You can also write SIMD code for general-purpose processors (x86, x64, ARM or MIPs) with SIMD extensions in C/C++. You can #pragma into ASM to use the SIMD opcodes directly or you can call libraries that do that for you. Is did the #pragma thing with x86 SSE2 back in the late 90s. Nowadays you are more likely to use libraries than roll your own like I did. Rolling your own was fun though!
C was initially developed for Unix, which eventually became a multiprocessor (capable) operating system. The C language however does not have direct support for threads. This is what operating system runtime libraries were for, with POSIX as an attempt at a portable one (that the likes of IBM and Microsoft only supported halfheartedly unfortunately). This way the C language could remain pure. Not all operating systems supported threads (or even multiple processes) back in the 70s/80s. You can even write C code right down to the metal with no OS available. This is what makes C great for embedded applications and bootstrapping code. A C compiler can allow you to be small and tight with the ability to layer more complex stuff on later after you have the hardware functioning properly.
It's important to note that multi-threading != SIMD. Single instruction multiple data means a single "thread" of instructions that can process vectors in parallel with each instruction. For example, 8 additions in parallel rather than 8 adds back-to-back in serial. You can have multiple threads of serial instructions or multiple threads of SIMD instructions depending on what your hardware supports. Back when I was working with SSE2 you had to be careful to keep threads from messing with each other because there were not enough SSE registers to go around for all the (hyperthreaded) cores you could throw instruction streams at.

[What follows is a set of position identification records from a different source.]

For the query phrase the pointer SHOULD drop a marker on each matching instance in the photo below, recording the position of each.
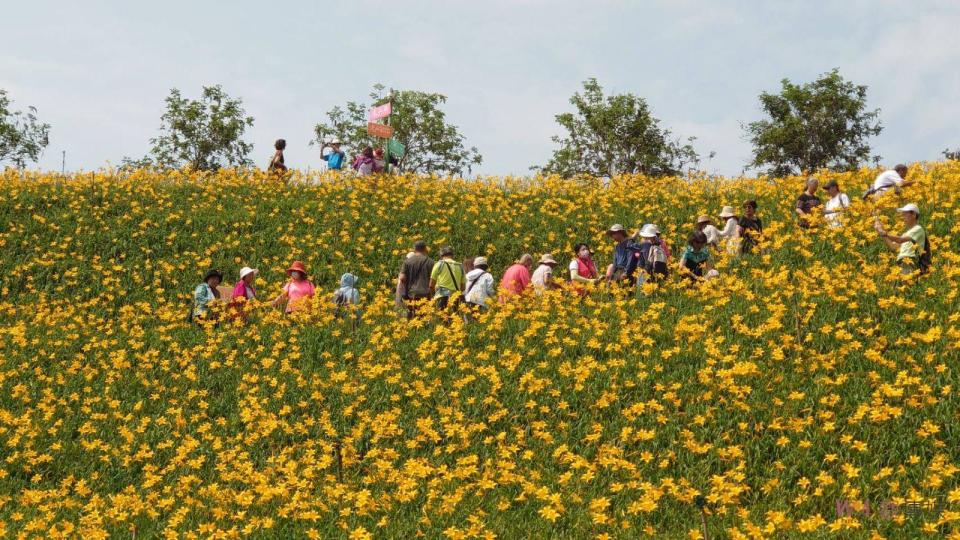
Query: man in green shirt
(911, 245)
(446, 278)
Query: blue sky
(98, 71)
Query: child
(347, 295)
(695, 261)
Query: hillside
(804, 377)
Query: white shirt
(713, 234)
(480, 283)
(731, 229)
(885, 181)
(837, 204)
(541, 276)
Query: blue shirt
(335, 160)
(626, 257)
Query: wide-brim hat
(297, 266)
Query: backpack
(926, 257)
(656, 262)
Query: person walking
(626, 256)
(363, 163)
(751, 227)
(836, 205)
(276, 162)
(695, 262)
(205, 295)
(415, 277)
(706, 226)
(583, 271)
(913, 250)
(244, 291)
(516, 279)
(335, 157)
(731, 233)
(446, 278)
(894, 179)
(298, 291)
(480, 285)
(542, 278)
(807, 201)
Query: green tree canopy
(22, 136)
(817, 125)
(432, 144)
(609, 135)
(203, 134)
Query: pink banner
(380, 111)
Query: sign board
(379, 130)
(396, 148)
(380, 111)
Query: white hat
(649, 231)
(545, 259)
(910, 208)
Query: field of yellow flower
(806, 380)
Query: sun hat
(910, 208)
(297, 266)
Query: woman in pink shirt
(517, 278)
(298, 290)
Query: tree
(22, 136)
(203, 134)
(609, 135)
(432, 145)
(823, 124)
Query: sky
(98, 71)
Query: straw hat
(297, 266)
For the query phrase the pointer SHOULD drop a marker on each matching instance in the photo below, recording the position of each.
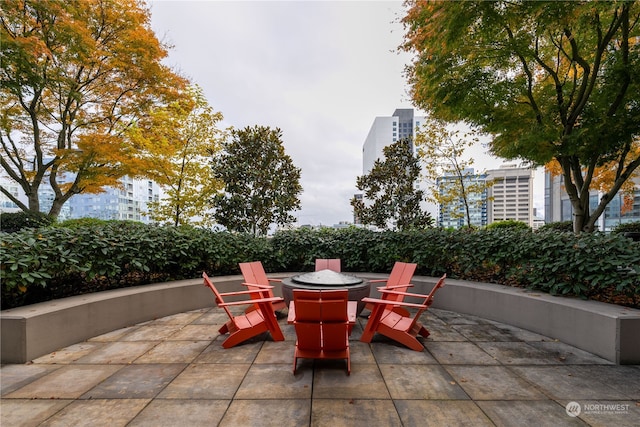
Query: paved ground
(174, 372)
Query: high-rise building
(127, 202)
(387, 130)
(511, 195)
(558, 206)
(454, 215)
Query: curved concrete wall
(610, 331)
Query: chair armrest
(408, 285)
(249, 292)
(258, 286)
(393, 303)
(251, 301)
(406, 294)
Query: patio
(169, 372)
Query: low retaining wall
(606, 330)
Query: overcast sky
(320, 71)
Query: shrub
(52, 262)
(562, 226)
(15, 221)
(509, 223)
(627, 227)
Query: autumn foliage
(78, 77)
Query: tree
(553, 82)
(185, 174)
(77, 77)
(441, 148)
(390, 193)
(261, 183)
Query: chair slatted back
(333, 264)
(321, 319)
(218, 298)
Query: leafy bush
(53, 262)
(82, 222)
(15, 221)
(509, 223)
(627, 227)
(561, 226)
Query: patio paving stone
(174, 412)
(493, 383)
(353, 412)
(421, 382)
(68, 382)
(173, 352)
(173, 371)
(135, 382)
(272, 413)
(459, 413)
(89, 413)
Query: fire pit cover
(326, 278)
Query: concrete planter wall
(606, 330)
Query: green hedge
(53, 262)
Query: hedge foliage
(52, 262)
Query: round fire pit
(327, 279)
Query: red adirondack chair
(322, 325)
(388, 322)
(255, 278)
(399, 280)
(328, 264)
(241, 328)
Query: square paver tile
(12, 377)
(397, 353)
(69, 354)
(459, 353)
(206, 381)
(135, 382)
(117, 353)
(114, 335)
(520, 334)
(275, 381)
(116, 412)
(173, 352)
(528, 413)
(28, 412)
(194, 333)
(68, 382)
(275, 413)
(152, 332)
(353, 412)
(493, 383)
(332, 381)
(179, 318)
(518, 353)
(174, 412)
(212, 317)
(565, 354)
(484, 333)
(569, 382)
(243, 353)
(444, 333)
(421, 382)
(459, 413)
(361, 352)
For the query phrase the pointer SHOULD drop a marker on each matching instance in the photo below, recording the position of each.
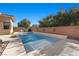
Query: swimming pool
(36, 41)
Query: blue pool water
(34, 41)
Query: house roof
(6, 15)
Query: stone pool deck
(14, 47)
(64, 47)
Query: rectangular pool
(36, 41)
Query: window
(6, 25)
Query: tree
(24, 23)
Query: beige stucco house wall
(6, 24)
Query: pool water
(36, 41)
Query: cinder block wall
(70, 31)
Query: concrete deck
(64, 47)
(14, 47)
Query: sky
(33, 11)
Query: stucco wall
(5, 19)
(70, 31)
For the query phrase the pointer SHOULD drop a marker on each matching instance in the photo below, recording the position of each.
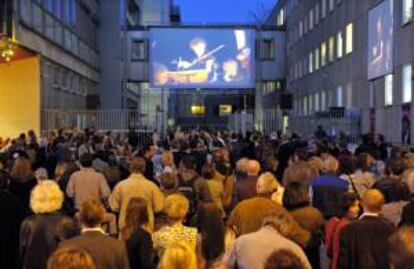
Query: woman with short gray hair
(39, 233)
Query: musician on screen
(203, 60)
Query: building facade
(328, 47)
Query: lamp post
(7, 48)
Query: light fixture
(7, 48)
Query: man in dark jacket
(109, 253)
(364, 243)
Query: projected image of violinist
(208, 58)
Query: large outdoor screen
(380, 39)
(202, 57)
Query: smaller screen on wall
(380, 39)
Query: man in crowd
(136, 185)
(246, 188)
(108, 253)
(364, 243)
(253, 249)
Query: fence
(101, 120)
(333, 122)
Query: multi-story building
(331, 51)
(55, 65)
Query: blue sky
(225, 11)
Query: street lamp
(7, 48)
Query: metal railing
(119, 121)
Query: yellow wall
(19, 97)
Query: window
(323, 101)
(311, 19)
(331, 5)
(317, 59)
(58, 8)
(268, 49)
(305, 106)
(138, 50)
(349, 38)
(323, 54)
(339, 45)
(388, 90)
(316, 101)
(323, 11)
(339, 99)
(310, 98)
(332, 49)
(349, 95)
(407, 83)
(310, 62)
(407, 12)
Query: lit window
(310, 62)
(349, 38)
(323, 54)
(138, 50)
(332, 49)
(310, 104)
(323, 101)
(316, 101)
(388, 90)
(317, 59)
(339, 99)
(331, 5)
(305, 106)
(407, 13)
(339, 45)
(407, 83)
(323, 11)
(311, 19)
(349, 94)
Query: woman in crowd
(71, 259)
(136, 235)
(176, 207)
(215, 186)
(349, 212)
(38, 233)
(296, 200)
(178, 255)
(210, 243)
(22, 180)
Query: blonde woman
(38, 232)
(178, 255)
(176, 208)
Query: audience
(176, 208)
(136, 185)
(135, 233)
(183, 224)
(349, 212)
(210, 243)
(283, 259)
(71, 259)
(38, 233)
(363, 243)
(252, 250)
(178, 255)
(108, 253)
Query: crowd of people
(82, 199)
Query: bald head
(372, 201)
(266, 184)
(253, 168)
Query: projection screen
(202, 57)
(380, 39)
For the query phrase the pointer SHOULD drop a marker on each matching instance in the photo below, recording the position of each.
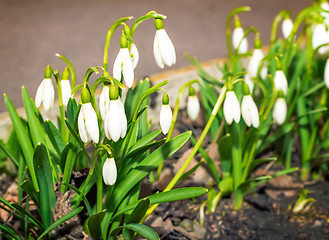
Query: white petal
(280, 111)
(127, 68)
(104, 100)
(165, 118)
(39, 94)
(114, 120)
(193, 107)
(166, 47)
(135, 53)
(48, 95)
(326, 73)
(280, 81)
(117, 66)
(91, 121)
(82, 127)
(156, 53)
(66, 91)
(109, 171)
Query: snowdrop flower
(238, 37)
(109, 171)
(45, 93)
(165, 114)
(320, 36)
(163, 48)
(123, 63)
(87, 119)
(231, 106)
(66, 87)
(249, 109)
(280, 109)
(115, 125)
(326, 73)
(287, 26)
(280, 81)
(193, 105)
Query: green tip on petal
(66, 74)
(158, 23)
(48, 72)
(245, 89)
(191, 91)
(165, 99)
(85, 96)
(123, 41)
(114, 92)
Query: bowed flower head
(231, 106)
(87, 119)
(109, 171)
(66, 86)
(163, 48)
(123, 63)
(115, 125)
(45, 93)
(165, 114)
(249, 109)
(280, 109)
(193, 105)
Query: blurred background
(32, 31)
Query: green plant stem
(174, 117)
(109, 37)
(174, 181)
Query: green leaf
(94, 225)
(60, 221)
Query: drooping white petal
(117, 66)
(82, 127)
(326, 73)
(231, 108)
(39, 94)
(287, 26)
(237, 36)
(48, 94)
(127, 67)
(91, 122)
(104, 100)
(165, 118)
(280, 111)
(193, 107)
(109, 171)
(114, 123)
(135, 55)
(66, 91)
(280, 81)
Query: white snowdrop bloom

Operating systems generally support the serial or native SIMD instruction threads directly. Since CPUs and NPUs can operate in separate memory spaces from the OS itself those instruction streams are handled by coordination between the OS and external devices through device driver communication mechanisms to send data back and forth across memory busses. This type of work currently falls outside the capabilities of language compilers, which do not have enough context on how the communication happens. Instead, you compile code in special languages such as CUDA and then use a library/device driver to throw that code from CPU code through a vendor supplied library that copies the code over a memory bus to where the GPU/NPU executes it. Then the results get copied back into memory space that the serial code (and operating system) can see and manage,
Perhaps someday there will be enough standardization so that a language such as Rust, or even a modern C/C++ or Java or C# could handle both sides of the CPU/G(N)PU problem with a single language. And maybe someday operating systems will also deal with the low-level memory management in a way where a compiler could reason about things at compile time to protect against mistakes in interop between the CPU/GPU/NPU code that can lead to CPU/G(N)PU panics.